2.6. DataWorks node type ID settings
In DataWorks, some node types are assigned different TypeIds in different regions. The specific TypeID is determined by the Data Development interface in DataWorks. This characteristic mainly applies to database nodes. For more information, see Database nodes.
For example, the NodeTypeId for a MySQL node is 1000039 in the Hangzhou region and 1000041 in the Shenzhen region.
To adapt to these regional differences in DataWorks, the tool provides a configurable method to set the node TypeId table used by the tool.
The table is imported using a configuration item in the import tool:
"conf": {
"dataworks.node.type.xls": "/Software/bwm-client/conf/CodeProgramType.xls" // Path of the DataWorks node type table
}To obtain a node type ID from the DataWorks Data Development interface, create a new workflow, add a new node to the workflow, save it, and then view the workflow's Spec.
If the node type is configured incorrectly, the following error is reported when the workflow is published.
3. Run the DataWorks import tool
The import tool is called from the command line. The command is as follows:
sh ./bin/run.sh write \
-c ./conf/<your_config_file>.json \
-f ./data/2_ConverterOutput/<conversion_output_package>.zip \
-o ./data/4_WriterOutput/<import_result_package>.zip \
-t dw-newide-writerIn the command, -c is the path of the configuration file, -f is the storage path of the ConverterOutput package, -o is the storage path of the WriterOutput package, and -t is the name of the submission plugin.
For example, to import Project A into DataWorks:
sh ./bin/run.sh write \
-c ./conf/projectA_write.json \
-f ./data/2_ConverterOutput/projectA_ConverterOutput.zip \
-o ./data/4_WriterOutput/projectA_WriterOutput.zip \
-t dw-newide-writerThe import tool prints process information during runtime. Check for any errors during the process. After the import is complete, statistics on successful and failed imports are printed in the command line. Note that the failure of some nodes to import does not stop the overall import process. If a small number of nodes fail to import, you can modify them manually in DataWorks.
4. View the import results
After the import is complete, you can view the results in DataWorks. You can also monitor the workflow import process. If you find a problem and need to stop the import, run the jps command to find BwmClientApp and then run kill -9 to terminate the process.
5. Q&A
5.1. The source is under continuous development. How are these increments and changes submitted to DataWorks?

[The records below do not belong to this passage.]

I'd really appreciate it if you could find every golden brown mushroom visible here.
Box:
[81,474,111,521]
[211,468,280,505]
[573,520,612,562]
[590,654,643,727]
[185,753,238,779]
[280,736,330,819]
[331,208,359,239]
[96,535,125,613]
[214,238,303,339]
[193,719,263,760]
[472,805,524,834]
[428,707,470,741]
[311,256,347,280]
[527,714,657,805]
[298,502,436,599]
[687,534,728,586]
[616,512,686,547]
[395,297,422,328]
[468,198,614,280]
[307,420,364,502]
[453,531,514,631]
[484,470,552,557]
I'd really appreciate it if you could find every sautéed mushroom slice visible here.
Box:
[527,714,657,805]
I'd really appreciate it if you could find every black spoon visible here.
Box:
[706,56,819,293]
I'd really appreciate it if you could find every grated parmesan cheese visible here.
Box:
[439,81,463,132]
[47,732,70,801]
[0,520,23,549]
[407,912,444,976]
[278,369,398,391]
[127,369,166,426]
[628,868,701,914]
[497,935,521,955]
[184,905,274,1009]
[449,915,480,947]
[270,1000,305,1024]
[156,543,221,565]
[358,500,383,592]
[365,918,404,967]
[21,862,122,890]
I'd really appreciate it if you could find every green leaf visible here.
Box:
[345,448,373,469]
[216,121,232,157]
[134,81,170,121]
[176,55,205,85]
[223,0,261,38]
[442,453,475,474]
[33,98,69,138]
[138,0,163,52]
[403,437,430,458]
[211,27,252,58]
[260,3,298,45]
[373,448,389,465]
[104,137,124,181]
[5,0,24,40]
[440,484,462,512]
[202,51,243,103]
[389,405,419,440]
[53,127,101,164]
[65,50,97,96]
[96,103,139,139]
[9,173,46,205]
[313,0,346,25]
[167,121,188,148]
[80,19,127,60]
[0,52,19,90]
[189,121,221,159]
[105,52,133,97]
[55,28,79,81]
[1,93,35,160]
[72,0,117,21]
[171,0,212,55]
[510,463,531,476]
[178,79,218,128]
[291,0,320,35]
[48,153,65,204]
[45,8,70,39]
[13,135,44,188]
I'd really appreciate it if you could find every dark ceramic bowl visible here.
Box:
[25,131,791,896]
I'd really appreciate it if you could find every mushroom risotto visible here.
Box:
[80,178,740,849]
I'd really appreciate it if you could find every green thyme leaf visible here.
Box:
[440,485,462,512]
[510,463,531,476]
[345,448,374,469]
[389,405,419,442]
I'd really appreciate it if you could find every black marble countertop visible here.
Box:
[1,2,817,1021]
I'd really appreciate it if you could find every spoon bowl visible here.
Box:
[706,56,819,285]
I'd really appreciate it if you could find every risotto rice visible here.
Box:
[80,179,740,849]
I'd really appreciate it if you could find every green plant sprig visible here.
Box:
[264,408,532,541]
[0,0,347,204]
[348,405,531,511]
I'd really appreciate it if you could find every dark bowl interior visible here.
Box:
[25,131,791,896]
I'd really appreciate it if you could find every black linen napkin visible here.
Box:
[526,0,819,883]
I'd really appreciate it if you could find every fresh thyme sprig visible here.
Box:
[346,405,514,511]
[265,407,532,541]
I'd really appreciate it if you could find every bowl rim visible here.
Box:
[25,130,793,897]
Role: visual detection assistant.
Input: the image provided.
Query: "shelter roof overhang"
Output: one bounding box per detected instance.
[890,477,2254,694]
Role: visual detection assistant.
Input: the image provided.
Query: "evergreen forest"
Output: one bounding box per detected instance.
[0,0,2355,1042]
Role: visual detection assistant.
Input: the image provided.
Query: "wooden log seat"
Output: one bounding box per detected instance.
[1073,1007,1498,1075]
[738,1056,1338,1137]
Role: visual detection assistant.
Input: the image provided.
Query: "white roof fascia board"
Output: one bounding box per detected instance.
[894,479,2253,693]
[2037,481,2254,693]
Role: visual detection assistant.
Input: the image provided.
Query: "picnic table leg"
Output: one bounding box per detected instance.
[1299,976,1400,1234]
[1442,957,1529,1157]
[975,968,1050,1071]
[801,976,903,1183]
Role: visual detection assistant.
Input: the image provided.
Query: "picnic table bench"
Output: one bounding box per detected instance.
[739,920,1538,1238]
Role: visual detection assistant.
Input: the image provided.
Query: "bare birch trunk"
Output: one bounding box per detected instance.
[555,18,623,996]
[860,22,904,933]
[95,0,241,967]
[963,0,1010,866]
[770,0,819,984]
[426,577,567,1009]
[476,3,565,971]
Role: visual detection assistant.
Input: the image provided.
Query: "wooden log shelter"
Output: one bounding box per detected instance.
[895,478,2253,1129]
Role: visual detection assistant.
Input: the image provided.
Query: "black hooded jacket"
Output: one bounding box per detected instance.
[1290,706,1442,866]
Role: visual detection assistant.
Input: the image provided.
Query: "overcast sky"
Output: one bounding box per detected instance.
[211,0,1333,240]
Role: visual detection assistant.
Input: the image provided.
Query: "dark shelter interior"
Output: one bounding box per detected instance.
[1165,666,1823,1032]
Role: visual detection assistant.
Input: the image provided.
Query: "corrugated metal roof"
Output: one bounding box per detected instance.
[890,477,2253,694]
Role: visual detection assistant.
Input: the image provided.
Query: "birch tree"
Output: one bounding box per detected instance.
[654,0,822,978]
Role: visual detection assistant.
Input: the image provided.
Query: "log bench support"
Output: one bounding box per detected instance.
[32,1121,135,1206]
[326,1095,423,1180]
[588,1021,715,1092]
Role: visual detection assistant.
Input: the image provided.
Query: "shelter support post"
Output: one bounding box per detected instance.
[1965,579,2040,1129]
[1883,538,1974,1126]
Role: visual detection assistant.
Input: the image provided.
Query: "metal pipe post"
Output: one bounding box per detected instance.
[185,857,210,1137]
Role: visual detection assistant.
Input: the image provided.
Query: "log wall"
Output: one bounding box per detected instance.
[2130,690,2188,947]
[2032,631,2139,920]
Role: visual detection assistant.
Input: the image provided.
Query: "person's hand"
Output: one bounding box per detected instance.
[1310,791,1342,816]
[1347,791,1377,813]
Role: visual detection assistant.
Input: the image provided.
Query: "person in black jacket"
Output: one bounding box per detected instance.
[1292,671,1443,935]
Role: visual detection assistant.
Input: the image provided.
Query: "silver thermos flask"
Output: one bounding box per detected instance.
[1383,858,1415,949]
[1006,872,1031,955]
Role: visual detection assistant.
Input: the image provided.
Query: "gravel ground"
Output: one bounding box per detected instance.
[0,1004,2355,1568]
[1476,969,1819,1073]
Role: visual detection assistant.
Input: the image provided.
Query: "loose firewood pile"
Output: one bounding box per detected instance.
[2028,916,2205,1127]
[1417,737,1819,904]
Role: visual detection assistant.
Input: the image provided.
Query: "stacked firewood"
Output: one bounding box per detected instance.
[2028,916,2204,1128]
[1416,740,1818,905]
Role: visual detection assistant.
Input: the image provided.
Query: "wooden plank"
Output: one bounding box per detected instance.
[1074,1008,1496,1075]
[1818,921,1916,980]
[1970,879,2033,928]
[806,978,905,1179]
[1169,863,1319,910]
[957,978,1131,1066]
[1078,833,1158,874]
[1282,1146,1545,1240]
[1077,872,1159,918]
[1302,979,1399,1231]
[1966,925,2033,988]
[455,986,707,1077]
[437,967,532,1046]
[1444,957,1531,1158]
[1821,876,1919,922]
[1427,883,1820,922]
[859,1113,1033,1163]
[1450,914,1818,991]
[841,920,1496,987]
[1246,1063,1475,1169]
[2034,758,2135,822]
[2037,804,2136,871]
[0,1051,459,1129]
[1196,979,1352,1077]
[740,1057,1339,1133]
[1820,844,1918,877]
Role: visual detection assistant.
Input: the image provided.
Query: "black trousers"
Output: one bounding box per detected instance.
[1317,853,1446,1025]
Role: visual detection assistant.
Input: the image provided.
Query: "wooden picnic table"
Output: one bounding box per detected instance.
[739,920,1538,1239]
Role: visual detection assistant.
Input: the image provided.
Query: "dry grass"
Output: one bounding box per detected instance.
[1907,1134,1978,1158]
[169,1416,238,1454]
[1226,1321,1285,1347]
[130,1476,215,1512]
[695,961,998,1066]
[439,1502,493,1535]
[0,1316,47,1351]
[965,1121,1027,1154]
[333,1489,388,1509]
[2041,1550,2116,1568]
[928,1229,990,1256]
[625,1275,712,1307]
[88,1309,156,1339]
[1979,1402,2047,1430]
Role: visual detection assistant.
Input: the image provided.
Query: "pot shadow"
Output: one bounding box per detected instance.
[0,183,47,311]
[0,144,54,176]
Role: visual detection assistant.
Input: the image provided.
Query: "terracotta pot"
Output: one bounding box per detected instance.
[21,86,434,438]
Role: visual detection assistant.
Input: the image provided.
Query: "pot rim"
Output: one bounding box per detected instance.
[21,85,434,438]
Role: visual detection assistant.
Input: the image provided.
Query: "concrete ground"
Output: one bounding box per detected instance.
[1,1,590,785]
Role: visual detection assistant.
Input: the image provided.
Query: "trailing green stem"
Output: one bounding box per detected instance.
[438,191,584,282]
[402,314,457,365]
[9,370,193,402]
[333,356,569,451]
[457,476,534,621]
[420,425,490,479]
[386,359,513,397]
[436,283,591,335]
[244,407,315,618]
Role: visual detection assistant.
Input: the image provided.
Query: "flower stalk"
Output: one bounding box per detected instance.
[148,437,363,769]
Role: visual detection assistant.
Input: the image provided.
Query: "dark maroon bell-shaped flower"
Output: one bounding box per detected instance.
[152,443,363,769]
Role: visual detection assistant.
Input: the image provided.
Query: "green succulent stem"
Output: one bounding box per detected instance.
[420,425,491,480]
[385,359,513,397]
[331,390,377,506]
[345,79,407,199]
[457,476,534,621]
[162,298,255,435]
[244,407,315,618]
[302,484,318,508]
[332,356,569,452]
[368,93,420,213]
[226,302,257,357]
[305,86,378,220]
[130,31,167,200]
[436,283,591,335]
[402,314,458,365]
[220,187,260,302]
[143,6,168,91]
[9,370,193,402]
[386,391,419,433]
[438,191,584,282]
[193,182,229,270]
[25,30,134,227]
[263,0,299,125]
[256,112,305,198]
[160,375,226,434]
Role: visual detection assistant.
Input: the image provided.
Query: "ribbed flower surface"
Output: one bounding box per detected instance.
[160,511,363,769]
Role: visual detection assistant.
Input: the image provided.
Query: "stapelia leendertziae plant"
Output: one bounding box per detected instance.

The migration tool operates in overwrite mode. You can rerun the export, conversion, and import processes to submit incremental changes from the source to DataWorks. Note that the tool matches workflows by their full path to decide whether to create or update them. To ensure changes are migrated correctly, do not move the workflows.
5.2. The source is under continuous development, and workflows in DataWorks are being transformed and governed. Will incremental migration overwrite the changes in DataWorks?
Yes, it will. The migration tool operates in overwrite mode. We recommend that you perform subsequent transformations in DataWorks only after the migration is complete. Alternatively, you can use a phased migration approach. After a batch of workflows is migrated and you confirm they will not be overwritten again, you can start transforming them in DataWorks. Different batches do not affect each other.
5.3. The entire package takes too long to import. Can I import only a part of it?
Yes, you can. You can manually trim the package to perform a partial import. In the data/project/workflow folder, keep the workflows you want to import and delete the others. Then, recompress the folder into a package and run the import tool. Note that workflows with mutual dependencies must be imported together. Otherwise, the node lineage between them will be lost.